Cuenta con alrededor de 80 sucursales en sus formatos Bodegas Alianza y Alianza Exprés, ubicadas en la Ciudad de México y el Área Metropolitana, así como en Pachuca, y pronto abrirá sucursales en Puebla, Querétaro y Toluca, lo que aumentará sus ganancias.

Hace tres años, decidió abrir su canal de e-commerce para extender sus ventas.

Todo comenzó cuando Luis Gascón, director de E-commerce en Bodegas Alianza e hijo de uno de los fundadores, se dio cuenta de que necesitaban entrar al mundo digital, en el que hasta ese momento sólo tenían un sitio web con fines meramente informativos, como la ubicación de sus puntos de venta. Para ese entonces, su competencia, La Europea, ya tenía un pie en el mundo digital.

Después de buscar opciones dieron con BlackSip, e iniciaron el desarrollo de su tienda en línea, bajo dos vertientes: consumo inmediato (el cual todavía no está en operación), y consumo programado, que empezó con un tiempo de tres a cinco días de entrega y actualmente es de sólo uno. De esta forma atacan a los sectores B2B y B2C.

“Cuando empezamos la tienda en línea, al desconocer el modelo de negocio, empezamos con productos premium, botellas caras de 5,000 pesos para arriba, y entonces nos dimos cuenta de que el movimiento era muy lento”, recuerda Gascón.
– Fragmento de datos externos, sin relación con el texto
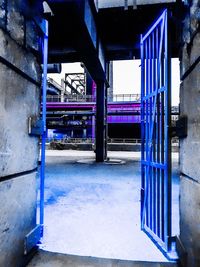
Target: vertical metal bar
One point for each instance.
(142, 126)
(100, 121)
(146, 132)
(158, 137)
(167, 136)
(151, 122)
(154, 136)
(44, 90)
Tuvieron que comenzar a vender otro tipo de productos, incluso “pachitas” (botellas pequeñas).

Esto hizo que sus artículos salieran del centro del país para llegar a lugares tan lejanos como Chihuahua o Tijuana, para lo cual fue necesario dar opciones de pagos flexibles, incluidas tarjetas de débito y crédito, efectivo en Oxxo, PayPal y, próximamente, PayPal Plus. El envío cuesta 70 pesos en la Ciudad de México y aproximadamente 130 pesos fuera de la capital.

“Todavía seguimos como lampreados, porque nunca creímos tener tanto crecimiento. Ellos [BlackSip] nos dan un aproximado y siempre lo rebasamos”, resume Gascón.